When I was in my mid-40s and working hard on the corporate ladder, hubbie and I decided on a spur of the moment holiday. Unusually for people of our (then) age group, we booked two seats on a group coach tour around New Zealand, rather than hiring a camper van and exploring the country independently. I was too exhausted to do more than follow the crowd. It turned out to be a great holiday, and brought us into contact with a diverse, experienced, active group of people who were at a different life-stage than us.
One day, I found myself saying that I felt I had achieved in life all that I needed to. “If I died tomorrow, I’d die content,” I said. A septuagenarian fellow traveller looked at me sideways. “That’s a strange thing for a woman of your age to say,” she replied, slightly shocked. For my part, I didn’t understand her confusion – wasn’t dying content a good thing? Better than the alternative, in my opinion. And I had already chalked up more life experience than the average bear – how much more did I expect to be my due?
Of course she knew that I had a lot more living yet to do, and it was because I was currently stuck on the corporate treadmill that I couldn’t see the difference in one day versus another, or realise the day would come when I would be flung off the carousel.
Almost twenty years later, with four lovely grandchildren, and – despite the lack of university undergraduate studies – a Master’s Degree, being just two examples of the notches added to that belt of life’s experiences, I am now facing one of the most hectic times of my life, with no hint of where it will lead, and whether there is an end-point, or whether this is the start of another life altogether.
In two weeks I turn 60. The band is booked, the guests invited, and if they wish to chat with me, they had better come on to the dance floor. I intend to celebrate that my health and fitness have made this journey with me. I’ll be kicking my heels up for all I am worth. (note to self: make sure the band plays “Wild Thing“).
In three weeks my memoir will be in store. I Belong to No One covers the first nineteen years of my life. When you read it, you may have a better appreciation of why I felt I was done and dusted by forty. The synopsis appears at the end of this post.

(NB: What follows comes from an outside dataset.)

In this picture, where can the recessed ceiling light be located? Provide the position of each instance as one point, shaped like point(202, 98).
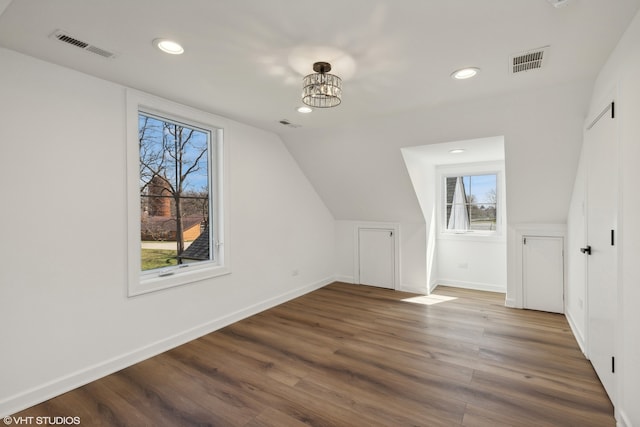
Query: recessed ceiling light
point(168, 46)
point(465, 73)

In five weeks I will hold the official “book launch” (come celebration). Arrangements for that are still a work in progress. The invitation list, for one, is still to be compiled.
In the meantime, interviews and promotion will be under-way. Many are already booked, including a very serious forum on the social impacts of domestic violence. I hope I can live up to the responsibility of reaching out to people in that discussion, and wherever that may lead.
A teenager in the 1970s, Gwen Wilson grew up in Western Sydney. It was a tough childhood. Illegitimate, fatherless – her mother in and out of psychiatric hospitals; it would have been easy for anyone to despair and give up. Yet Gwen had hope. Despite it all, she was a good student, fighting hard for a scholarship and a brighter future.
Then she met Colin. Someone to love who would love her back. But that short-lived love wasn’t the sanctuary Gwen was looking for. It was the start of a living hell. Rape was just the beginning. By sixteen she was pregnant, her education abandoned. Australian society did not tolerate single mothers; prejudice and discrimination followed her everywhere. In an effort to save her son, Jason, from the illegitimacy and deprivation she’d grown up with, Gwen chose to marry Colin – and too quickly the nightmare of physical abuse, poverty and homelessness seemed inescapable.
In 1974, in the dying days of the forced adoption era in Australia, this isolated teenager was compelled to make a decision about her child that would tear her life apart, one she would never truly come to terms with.
I BELONG TO NO ONE is one woman’s story of all she lost and how hard she fought to survive and eventually triumph.